Sample Compatibility & Compliance
The LK-XWLS accommodates specimens requiring minimal clamping force and precise alignment—including hydrogels (e.g., alginate, collagen, PEGDA), electrospun nanofibers, tissue-engineered constructs, elastomeric micropatterns, and brittle biomaterials such as decellularized scaffolds. Sample mounting utilizes low-inertia pneumatic or screw-type grips with interchangeable jaw geometries (flat, serrated, and custom micro-grooved). The system meets essential functional requirements for GLP-compliant mechanical testing workflows: audit-trail-enabled software logging (user ID, timestamp, parameter changes), electronic signature support (via optional Windows domain integration), and traceable calibration certificates aligned with ISO/IEC 17025-accredited reference standards. While not FDA-cleared as a medical device, its data output structure complies with 21 CFR Part 11 readiness when deployed with validated IT infrastructure.
Software & Data Management
The proprietary LEI-TECH TestMaster v3.2 software runs natively on Windows 7 SP1 and later (64-bit), offering full localization in English and Chinese without runtime dependencies. All test parameters—including load cell gain settings, displacement PID tuning, trigger conditions, and image capture intervals—are stored in encrypted XML project files. Raw datasets include timestamps synchronized to system clock (NTP-capable), sensor serial numbers, environmental metadata (optional USB temperature/humidity sensor input), and embedded microscope configuration tags. Export modules generate publication-ready SVG/PNG figures with customizable axis scaling, error bars, and statistical overlays (mean ± SD across replicates). Batch processing supports automated parameter sweeps (e.g., strain rate series) with result aggregation and ANOVA-ready tabular outputs.
Applications
- Biomechanics: Quantifying stiffness gradients in 3D-bioprinted constructs, measuring adhesion strength of cell-laden hydrogels, and evaluating fatigue resistance of vascular graft analogs.

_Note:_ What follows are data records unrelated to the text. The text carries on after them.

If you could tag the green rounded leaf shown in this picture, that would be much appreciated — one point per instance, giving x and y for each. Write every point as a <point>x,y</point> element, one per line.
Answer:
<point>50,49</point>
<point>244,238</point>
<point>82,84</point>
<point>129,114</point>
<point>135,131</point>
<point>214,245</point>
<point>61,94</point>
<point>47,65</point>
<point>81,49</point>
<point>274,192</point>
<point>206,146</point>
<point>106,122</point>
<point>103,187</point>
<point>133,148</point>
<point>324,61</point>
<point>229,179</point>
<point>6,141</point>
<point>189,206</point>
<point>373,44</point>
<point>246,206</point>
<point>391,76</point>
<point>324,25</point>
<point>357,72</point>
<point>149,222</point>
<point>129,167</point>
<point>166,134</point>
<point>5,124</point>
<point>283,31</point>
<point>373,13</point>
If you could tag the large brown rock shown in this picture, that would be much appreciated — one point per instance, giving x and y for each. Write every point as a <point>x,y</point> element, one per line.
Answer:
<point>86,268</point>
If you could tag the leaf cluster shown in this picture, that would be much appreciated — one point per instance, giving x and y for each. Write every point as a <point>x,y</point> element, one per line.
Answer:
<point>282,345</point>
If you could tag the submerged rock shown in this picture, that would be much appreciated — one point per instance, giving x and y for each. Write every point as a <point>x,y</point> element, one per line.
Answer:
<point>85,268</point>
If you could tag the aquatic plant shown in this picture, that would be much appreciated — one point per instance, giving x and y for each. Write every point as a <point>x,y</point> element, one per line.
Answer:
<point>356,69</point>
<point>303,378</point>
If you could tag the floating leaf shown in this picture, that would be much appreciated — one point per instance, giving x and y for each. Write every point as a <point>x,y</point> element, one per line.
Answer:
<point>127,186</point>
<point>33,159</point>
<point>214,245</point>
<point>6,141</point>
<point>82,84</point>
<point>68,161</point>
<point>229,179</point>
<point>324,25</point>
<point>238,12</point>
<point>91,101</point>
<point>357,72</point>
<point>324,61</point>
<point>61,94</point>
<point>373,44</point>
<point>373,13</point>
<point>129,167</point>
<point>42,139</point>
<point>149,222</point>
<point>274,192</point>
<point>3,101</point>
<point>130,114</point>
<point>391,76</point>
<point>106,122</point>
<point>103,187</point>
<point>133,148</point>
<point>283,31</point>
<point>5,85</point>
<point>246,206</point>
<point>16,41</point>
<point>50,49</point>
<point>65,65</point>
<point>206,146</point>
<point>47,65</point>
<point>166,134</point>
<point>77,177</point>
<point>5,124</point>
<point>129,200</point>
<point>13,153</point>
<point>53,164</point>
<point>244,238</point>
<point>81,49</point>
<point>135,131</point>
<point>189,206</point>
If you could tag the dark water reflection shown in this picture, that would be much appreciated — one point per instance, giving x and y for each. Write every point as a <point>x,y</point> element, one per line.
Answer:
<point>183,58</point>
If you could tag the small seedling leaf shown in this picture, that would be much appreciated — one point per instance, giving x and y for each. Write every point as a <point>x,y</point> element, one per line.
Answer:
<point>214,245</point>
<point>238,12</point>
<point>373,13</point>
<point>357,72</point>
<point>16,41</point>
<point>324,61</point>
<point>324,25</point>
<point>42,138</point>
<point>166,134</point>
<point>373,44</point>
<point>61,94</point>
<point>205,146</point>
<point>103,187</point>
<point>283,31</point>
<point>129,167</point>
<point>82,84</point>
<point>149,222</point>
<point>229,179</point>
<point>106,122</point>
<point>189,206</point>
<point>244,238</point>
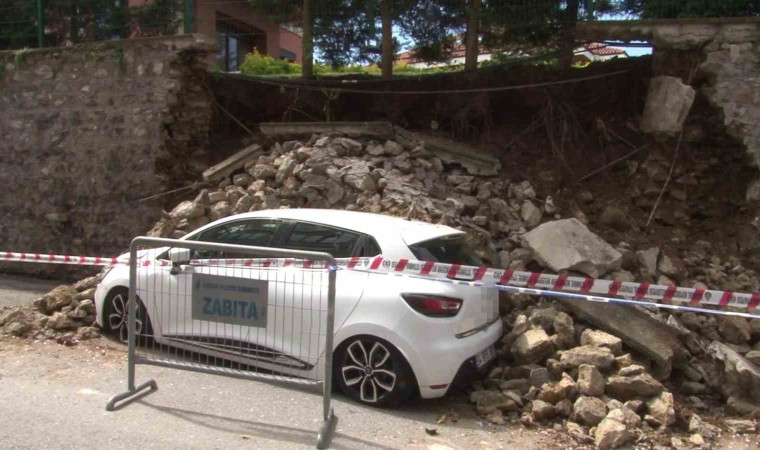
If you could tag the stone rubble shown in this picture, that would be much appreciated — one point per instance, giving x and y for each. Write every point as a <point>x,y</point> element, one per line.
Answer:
<point>552,366</point>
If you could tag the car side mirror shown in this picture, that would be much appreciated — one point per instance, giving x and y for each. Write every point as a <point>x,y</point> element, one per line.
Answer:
<point>179,256</point>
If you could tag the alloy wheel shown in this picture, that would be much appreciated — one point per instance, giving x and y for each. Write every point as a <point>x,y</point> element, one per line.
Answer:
<point>118,317</point>
<point>368,370</point>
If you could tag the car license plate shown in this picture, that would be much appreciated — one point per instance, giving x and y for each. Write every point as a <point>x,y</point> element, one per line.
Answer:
<point>482,358</point>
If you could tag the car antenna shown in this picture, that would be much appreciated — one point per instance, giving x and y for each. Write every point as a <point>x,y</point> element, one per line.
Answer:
<point>411,210</point>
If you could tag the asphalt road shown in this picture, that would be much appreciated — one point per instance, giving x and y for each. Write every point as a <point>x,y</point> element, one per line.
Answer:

- Materials Science: Characterizing strain-hardening behavior in shape-memory polymers, determining interfacial shear strength in fiber-reinforced composites, and assessing crack initiation thresholds in thin-film coatings.
- Pharmaceutical Development: Validating mechanical integrity of orally disintegrating films (ODFs), evaluating tablet friability under controlled humidity, and profiling mucoadhesive gel detachment forces.
- Academic Research: Supporting undergraduate mechanics labs with guided experiments on Hooke’s law verification, creep/recovery analysis, and failure mode classification via correlated imaging.
FAQ
What is the recommended calibration frequency for the force sensor?
Annual recalibration is advised per ISO 9001 internal audit schedules; however, daily auto-zeroing and quarterly verification using NIST-traceable deadweight standards are strongly recommended for research-grade reproducibility.
Can the system interface with third-party microscopes or environmental chambers?
Yes—the LK-XWLS provides TTL-triggered shutter control, analog video sync output, and RS-232/USB-serial ports for bidirectional communication with commercial microscope controllers (e.g., Thorlabs, Olympus) and chamber systems (e.g., Linkam, Instec).
Is raw data accessible without proprietary software?
All acquired datasets are saved in open-format CSV and HDF5 containers with documented column headers and SI units—enabling direct import into Python (NumPy/Pandas), MATLAB, or Origin without conversion utilities.
Does the system support cyclic loading protocols with variable amplitude or frequency?
Yes—waveform generation includes sine, triangle, square, and user-defined arbitrary profiles with amplitude modulation, phase offset, and dwell interval control—up to 5 Hz maximum frequency depending on specimen inertia and grip compliance.
What documentation is provided for regulatory submissions?
A complete validation package—including IQ/OQ protocols, calibration records, software verification reports, and risk assessment (ISO 14971) summaries—is available upon request for GMP-aligned deployments.